No livro O clã do urso da caverna (The clan of the cave bear), a autora, Jean M. Auel, tendo feito uma pesquisa científica extensa sobre o tema, muito louvada pelos especialistas, conta a estória de uma menina Cro-Magnon (Homo sapiens, como nós) criada por um grupo de Neanderthais.

O ritual mais importante e secreto do clã Neanderthal é o transe induzido por uma beberagem, que proporciona a regressão paulatina na história evolutiva, até o estágio de uma única célula. Dessa maneira, na fantasia de Auel, experimentavam uma plenitude existencial, terrível e maravilhosa, e assim aprendiam, de forma atávica, sobre a vida.

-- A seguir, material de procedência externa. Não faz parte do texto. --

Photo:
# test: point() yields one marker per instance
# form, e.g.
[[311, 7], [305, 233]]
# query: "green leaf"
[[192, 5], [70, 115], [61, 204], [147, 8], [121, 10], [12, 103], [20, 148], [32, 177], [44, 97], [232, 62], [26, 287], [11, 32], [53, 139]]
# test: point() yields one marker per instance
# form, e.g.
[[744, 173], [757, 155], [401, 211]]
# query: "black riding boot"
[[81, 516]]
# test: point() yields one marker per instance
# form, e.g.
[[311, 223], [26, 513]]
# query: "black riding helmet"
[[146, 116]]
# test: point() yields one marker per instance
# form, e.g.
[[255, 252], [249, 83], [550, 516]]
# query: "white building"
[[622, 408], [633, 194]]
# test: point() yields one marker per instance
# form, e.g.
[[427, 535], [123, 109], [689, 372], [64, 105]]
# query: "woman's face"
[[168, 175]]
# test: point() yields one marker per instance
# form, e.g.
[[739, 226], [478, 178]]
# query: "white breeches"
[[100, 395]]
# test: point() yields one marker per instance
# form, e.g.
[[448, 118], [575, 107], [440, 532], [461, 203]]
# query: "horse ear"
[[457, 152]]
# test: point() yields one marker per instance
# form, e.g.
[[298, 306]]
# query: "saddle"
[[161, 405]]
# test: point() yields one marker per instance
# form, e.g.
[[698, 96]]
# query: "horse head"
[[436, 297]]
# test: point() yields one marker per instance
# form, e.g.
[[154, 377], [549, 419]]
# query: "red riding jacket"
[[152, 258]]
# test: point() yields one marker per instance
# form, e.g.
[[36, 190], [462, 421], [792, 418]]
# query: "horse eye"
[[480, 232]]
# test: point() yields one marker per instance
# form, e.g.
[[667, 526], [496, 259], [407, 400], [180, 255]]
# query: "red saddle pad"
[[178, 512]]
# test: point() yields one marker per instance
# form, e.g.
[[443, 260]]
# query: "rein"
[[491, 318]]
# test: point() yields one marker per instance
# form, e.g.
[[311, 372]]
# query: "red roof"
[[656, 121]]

Os Cro-Magnons talvez pudessem ter a mesma experiência, já que Ayla, a protagonista, precisando preparar a bebida, cuja receita aprendeu com sua mãe de criação, a curandeira do clã, acaba tomando um pouco e realizando, assustada, a viagem. Quem sabe também somos capazes de encontrar essa memória de mundo dentro de nós e só nos falta descobrir como?

Generosidade

Ela me viu nascer e nosso amor é para sempre. Quando chegamos em casa, depois do longo e exaustivo velório de vovô — meu marido e eu ficamos com ela aquela noite —, sentou-se na poltrona que era a dele. Perguntei se podia lhe massagear os pés, disse que sim. Esse gesto de se deixar ser cuidada, sem orgulho nem pudor, foi para mim de uma generosidade tocante, por compartilhar a intimidade daquela imensa dor.

Passado e presente

Queria não ter ouvido, tantas vezes, nos últimos meses, que “só morrem os velhos”. Vovó me faz tanta falta! Mas, por outro lado, é uma presença constante, porque sou como a terra em que estão enterrados seus ossos, ela vive em mim.

Sem ela, sem quem se lembre, é como se nunca tivesse existido a cidade de São Paulo em que uma mulher ia de porta em porta, em plena Alameda Santos, vendendo da ordenha de sua cabra o leite matinal. A nonna era uma memorialista que sempre viveu o presente. Não havia nenhuma melancolia saudosista no que contava. O que havia era o orgulho e a alegria por sua vida vivida.

Mariana Amado Costa é comunicadora, jornalista e trabalha com políticas públicas para o meio ambiente. Gosta de pessoas, plantas, bichos, música e livros.